Calling All Hackers

Definitions of “hacker” and ethos

  • Many align on “insatiably curious” or “infinitely curious” as core, but note that curiosity alone is a “bookworm”; hacking also involves tinkering with rules, breaking/repurposing systems, and deeply understanding complex systems.
  • Others prefer “technically creative” or “wants to understand how things work to manipulate them.”
  • Several note that arguing about the definition is itself very “hacker.”
  • Some stress that hacking goes beyond computers to social, financial, and biological systems.

Reception of the article and Phrack style

  • A sizable group finds it engaging, well-written, even “manifesto-like,” especially past the initial “what is a hacker” section.
  • Others experience the tone as edgy, self-important, or long‑winded; multiple people wanted a TL;DR and felt the intro was cringe or gatekeepy.
  • Some see it as a modern, middle‑aged echo of classic hacker manifestos and consistent with Phrack’s traditional voice and layout, including the text/ASCII style.
  • A few complain about mobile-unfriendly formatting but also find the plain-text aesthetic charming.

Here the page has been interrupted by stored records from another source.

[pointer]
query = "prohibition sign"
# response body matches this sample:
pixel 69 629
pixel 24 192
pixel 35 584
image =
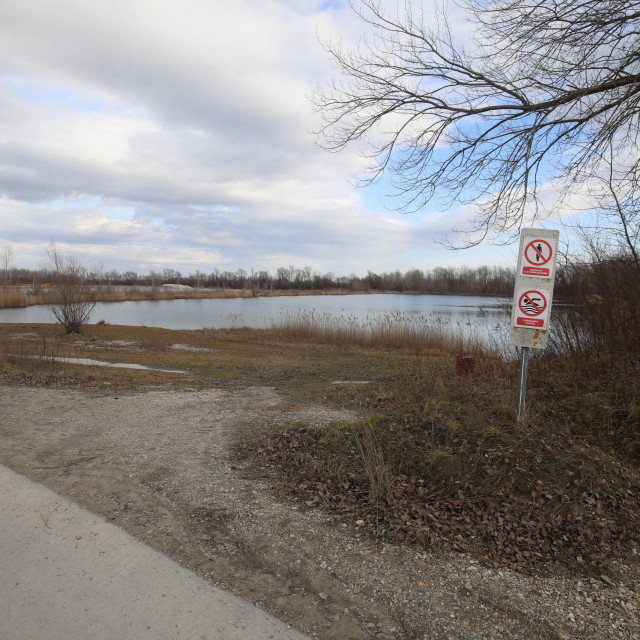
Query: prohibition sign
pixel 536 251
pixel 532 303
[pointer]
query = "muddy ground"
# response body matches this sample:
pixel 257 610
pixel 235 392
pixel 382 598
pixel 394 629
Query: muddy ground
pixel 158 460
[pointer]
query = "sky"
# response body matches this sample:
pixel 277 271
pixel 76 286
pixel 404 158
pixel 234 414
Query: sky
pixel 145 134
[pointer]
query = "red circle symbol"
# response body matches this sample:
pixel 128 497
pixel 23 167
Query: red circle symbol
pixel 532 303
pixel 537 252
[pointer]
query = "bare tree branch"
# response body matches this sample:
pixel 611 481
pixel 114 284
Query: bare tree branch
pixel 549 88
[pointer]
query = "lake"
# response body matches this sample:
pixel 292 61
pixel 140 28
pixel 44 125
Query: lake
pixel 479 312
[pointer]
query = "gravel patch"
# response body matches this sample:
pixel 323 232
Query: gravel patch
pixel 160 464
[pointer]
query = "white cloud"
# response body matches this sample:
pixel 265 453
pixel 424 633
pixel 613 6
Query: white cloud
pixel 164 132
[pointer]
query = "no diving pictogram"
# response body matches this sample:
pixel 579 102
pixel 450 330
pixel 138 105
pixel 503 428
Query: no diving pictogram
pixel 532 303
pixel 538 252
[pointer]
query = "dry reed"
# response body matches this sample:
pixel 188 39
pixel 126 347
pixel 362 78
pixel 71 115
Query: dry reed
pixel 391 330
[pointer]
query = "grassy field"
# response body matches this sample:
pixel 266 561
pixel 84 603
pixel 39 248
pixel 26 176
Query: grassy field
pixel 435 459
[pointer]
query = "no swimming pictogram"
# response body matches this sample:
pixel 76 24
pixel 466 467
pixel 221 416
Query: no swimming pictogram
pixel 532 308
pixel 532 303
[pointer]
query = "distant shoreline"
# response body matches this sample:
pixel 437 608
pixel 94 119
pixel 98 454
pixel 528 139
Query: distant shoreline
pixel 18 297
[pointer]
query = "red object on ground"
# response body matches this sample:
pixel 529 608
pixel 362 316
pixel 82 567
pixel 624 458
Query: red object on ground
pixel 464 365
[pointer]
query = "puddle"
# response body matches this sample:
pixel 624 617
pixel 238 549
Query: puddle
pixel 102 363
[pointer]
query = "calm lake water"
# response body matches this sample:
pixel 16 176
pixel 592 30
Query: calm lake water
pixel 470 311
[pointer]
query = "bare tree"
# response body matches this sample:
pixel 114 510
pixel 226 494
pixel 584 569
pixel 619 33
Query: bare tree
pixel 76 301
pixel 6 262
pixel 546 89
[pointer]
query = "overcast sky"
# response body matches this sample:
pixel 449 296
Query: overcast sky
pixel 143 134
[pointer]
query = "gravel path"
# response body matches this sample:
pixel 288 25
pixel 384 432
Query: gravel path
pixel 159 465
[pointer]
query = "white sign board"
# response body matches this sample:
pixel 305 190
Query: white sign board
pixel 532 307
pixel 533 291
pixel 538 257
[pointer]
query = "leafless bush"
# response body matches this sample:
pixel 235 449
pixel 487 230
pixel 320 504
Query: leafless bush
pixel 75 299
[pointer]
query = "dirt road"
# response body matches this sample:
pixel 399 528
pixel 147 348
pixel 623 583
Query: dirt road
pixel 158 463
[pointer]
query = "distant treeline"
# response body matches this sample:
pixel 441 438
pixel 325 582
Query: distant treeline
pixel 482 280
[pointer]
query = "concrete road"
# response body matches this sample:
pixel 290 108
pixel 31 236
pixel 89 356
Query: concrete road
pixel 67 573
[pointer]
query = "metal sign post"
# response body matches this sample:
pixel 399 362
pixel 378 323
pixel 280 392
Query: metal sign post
pixel 532 296
pixel 522 396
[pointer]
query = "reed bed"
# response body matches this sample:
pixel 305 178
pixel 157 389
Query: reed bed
pixel 391 330
pixel 16 297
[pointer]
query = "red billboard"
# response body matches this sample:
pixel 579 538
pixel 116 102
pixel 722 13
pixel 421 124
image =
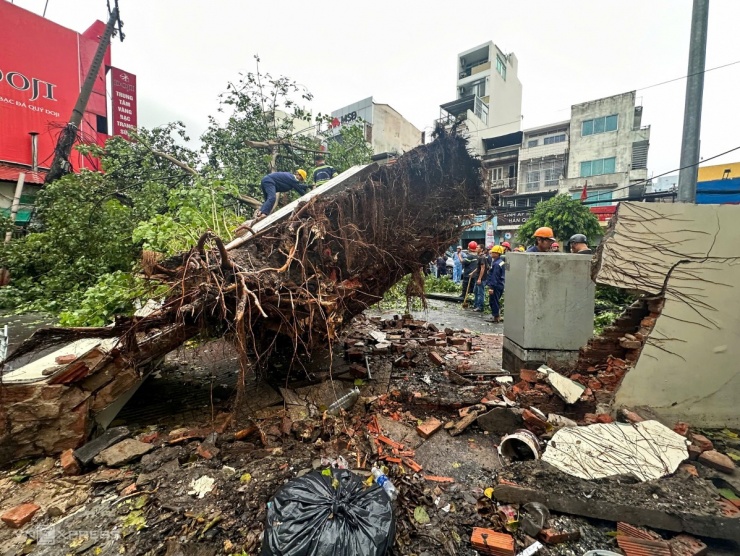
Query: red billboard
pixel 42 67
pixel 123 95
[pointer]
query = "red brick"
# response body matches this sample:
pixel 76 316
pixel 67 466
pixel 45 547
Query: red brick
pixel 429 427
pixel 436 358
pixel 717 461
pixel 529 375
pixel 702 442
pixel 20 515
pixel 69 463
pixel 488 541
pixel 681 428
pixel 694 452
pixel 551 536
pixel 686 545
pixel 589 419
pixel 544 388
pixel 688 468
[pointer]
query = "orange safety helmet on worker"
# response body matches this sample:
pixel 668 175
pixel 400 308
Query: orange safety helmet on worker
pixel 543 240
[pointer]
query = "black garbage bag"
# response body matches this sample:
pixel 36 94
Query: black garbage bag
pixel 329 515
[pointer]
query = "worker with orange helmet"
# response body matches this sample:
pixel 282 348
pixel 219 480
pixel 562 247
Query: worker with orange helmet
pixel 543 240
pixel 470 270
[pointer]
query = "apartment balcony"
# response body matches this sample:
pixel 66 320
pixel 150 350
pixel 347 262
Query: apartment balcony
pixel 543 151
pixel 460 109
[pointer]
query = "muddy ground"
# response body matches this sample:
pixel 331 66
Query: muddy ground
pixel 152 505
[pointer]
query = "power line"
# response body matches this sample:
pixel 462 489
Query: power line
pixel 643 182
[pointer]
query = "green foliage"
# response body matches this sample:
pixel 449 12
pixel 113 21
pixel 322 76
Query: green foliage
pixel 566 216
pixel 258 107
pixel 113 294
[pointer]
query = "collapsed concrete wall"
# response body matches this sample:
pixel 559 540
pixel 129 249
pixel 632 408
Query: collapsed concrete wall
pixel 688 368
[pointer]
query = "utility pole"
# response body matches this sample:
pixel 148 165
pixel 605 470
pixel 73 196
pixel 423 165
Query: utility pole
pixel 67 137
pixel 692 110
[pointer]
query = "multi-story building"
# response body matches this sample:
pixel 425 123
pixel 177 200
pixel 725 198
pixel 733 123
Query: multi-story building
pixel 543 157
pixel 489 95
pixel 387 131
pixel 608 150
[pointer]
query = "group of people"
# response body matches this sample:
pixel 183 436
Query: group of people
pixel 479 270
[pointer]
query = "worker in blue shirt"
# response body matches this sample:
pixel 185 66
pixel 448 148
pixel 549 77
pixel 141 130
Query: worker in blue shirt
pixel 280 182
pixel 323 172
pixel 543 240
pixel 495 282
pixel 276 182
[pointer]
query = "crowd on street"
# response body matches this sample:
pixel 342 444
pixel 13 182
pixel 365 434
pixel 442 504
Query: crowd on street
pixel 481 271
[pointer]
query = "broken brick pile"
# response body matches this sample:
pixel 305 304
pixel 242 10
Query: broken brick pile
pixel 601 366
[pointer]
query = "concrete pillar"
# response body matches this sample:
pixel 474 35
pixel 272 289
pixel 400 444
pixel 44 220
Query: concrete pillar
pixel 549 309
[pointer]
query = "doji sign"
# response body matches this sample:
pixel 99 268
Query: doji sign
pixel 123 91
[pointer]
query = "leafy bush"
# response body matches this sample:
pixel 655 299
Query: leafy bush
pixel 113 294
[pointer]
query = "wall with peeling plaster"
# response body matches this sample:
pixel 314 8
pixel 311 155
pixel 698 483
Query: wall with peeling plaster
pixel 689 368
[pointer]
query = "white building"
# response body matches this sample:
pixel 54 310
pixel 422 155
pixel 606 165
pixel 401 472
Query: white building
pixel 608 149
pixel 488 102
pixel 543 157
pixel 386 130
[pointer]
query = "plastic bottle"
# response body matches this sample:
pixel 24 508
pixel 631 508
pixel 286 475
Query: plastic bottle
pixel 382 480
pixel 345 402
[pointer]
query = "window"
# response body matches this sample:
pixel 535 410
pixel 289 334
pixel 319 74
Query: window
pixel 598 167
pixel 554 139
pixel 501 67
pixel 599 125
pixel 595 198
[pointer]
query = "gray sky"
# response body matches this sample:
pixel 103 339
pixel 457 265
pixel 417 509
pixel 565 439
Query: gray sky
pixel 403 53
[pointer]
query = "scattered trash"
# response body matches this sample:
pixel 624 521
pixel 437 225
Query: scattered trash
pixel 202 486
pixel 521 445
pixel 313 512
pixel 647 450
pixel 344 402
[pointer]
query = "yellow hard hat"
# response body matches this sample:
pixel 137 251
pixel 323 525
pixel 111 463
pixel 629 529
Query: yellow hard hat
pixel 545 232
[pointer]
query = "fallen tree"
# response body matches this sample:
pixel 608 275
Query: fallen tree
pixel 295 283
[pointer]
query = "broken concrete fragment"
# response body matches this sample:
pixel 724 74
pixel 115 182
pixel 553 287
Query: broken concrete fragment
pixel 686 545
pixel 69 463
pixel 638 547
pixel 20 515
pixel 500 420
pixel 568 390
pixel 429 427
pixel 122 453
pixel 718 461
pixel 702 442
pixel 87 453
pixel 647 450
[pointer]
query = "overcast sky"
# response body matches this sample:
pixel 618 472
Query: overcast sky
pixel 184 52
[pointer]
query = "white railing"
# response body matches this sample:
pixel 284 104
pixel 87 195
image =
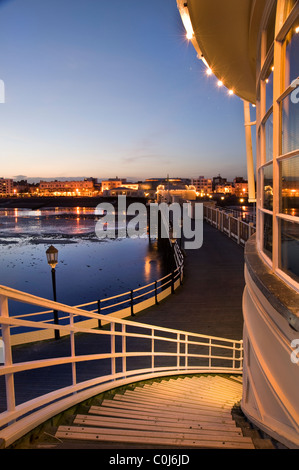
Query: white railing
pixel 122 305
pixel 233 227
pixel 88 361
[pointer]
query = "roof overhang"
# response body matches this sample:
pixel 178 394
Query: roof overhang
pixel 225 36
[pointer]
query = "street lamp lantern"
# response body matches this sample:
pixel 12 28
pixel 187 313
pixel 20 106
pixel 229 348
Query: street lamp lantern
pixel 52 256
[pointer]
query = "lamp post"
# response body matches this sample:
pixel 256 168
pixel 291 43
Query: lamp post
pixel 52 258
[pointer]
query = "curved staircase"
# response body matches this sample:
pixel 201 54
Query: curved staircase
pixel 190 412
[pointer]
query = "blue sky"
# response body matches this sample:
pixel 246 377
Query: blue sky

Hackers, capitalism, and financial systems

  • Many like the framing of financial markets and startups as systems to analyze and exploit, not mysterious priesthoods.
  • There’s agreement that understanding incentives (VC, middleware/EDR vendors, “checkbox” security) explains why bad products and obvious grifts get funded.
  • Some strongly dislike the recommendation to “become the corporation,” seeing hacker culture as inherently anti‑authoritarian. Others argue that running ethical companies is how to scale impact and create good jobs.
  • Several readers say the article helped connect their technical mindset with economic and market dynamics.

Pills, cynicism, and agency

  • Multiple comments unpack “redpill” as disruptive truth and “blackpill” as truth plus hopelessness / learned helplessness.
  • Some relate being “blackpilled” about startups: seeing pervasive incompetence and bullshit yet feeling too disillusioned to found something.
  • Others push back, arguing this mindset is itself disempowering and that hackers should cultivate agency rather than doom.

Body hacking, estrogen, and inclusion

  • The estrogen / estradiol example sparks a large subthread.
  • One camp sees body modification and DIY access to hormones or reproductive meds as legitimate “hacking your own body” and navigating hostile medical/legal systems.
  • Another camp is puzzled or hostile to its inclusion, preferring more traditional “Molotov / lockpick” imagery; this leads to arguments about trans issues, autism correlations, terminology (“biological male”), and accusations of bigotry.
  • Some emphasize that accepting people who are different is central to hacker culture and that reproductive and gender‑affirming healthcare are more broadly useful than destructive hacks.

ZIRP, interest rates, and tech economy

  • Many agree that zero/near‑zero interest rates fueled wasteful startups, lazy capital allocation, and a depressing era of scammy projects, though some credit ZIRP for enabling speculative engineering (e.g., big infrastructure projects) that later benefited the ecosystem.
  • There’s extensive back‑and‑forth on whether low rates are choice vs macro inevitability, how much they drive bubbles, and how rate policy interacts with inequality, worker power, and government deficits.
  • Opinions diverge on whether returning to very low rates would be dangerous or beneficial, but most think ZIRP had serious distortive side effects.

Community, careers, and impact

  • Older participants reminisce about BBS/phone‑phreak eras and the feeling of belonging to a secret counterculture; some feel modern “hacking” has gone mainstream or become a pale imitation.
  • Others share that they moved from youthful hacking into entrepreneurship, valuing creating good jobs, helping customers, and serving communities more than solo exploits.
  • Some are skeptical of early‑stage startup work unless you’re a founder; others describe paths of saving money in big tech, then self‑funding profitable, value‑driven businesses.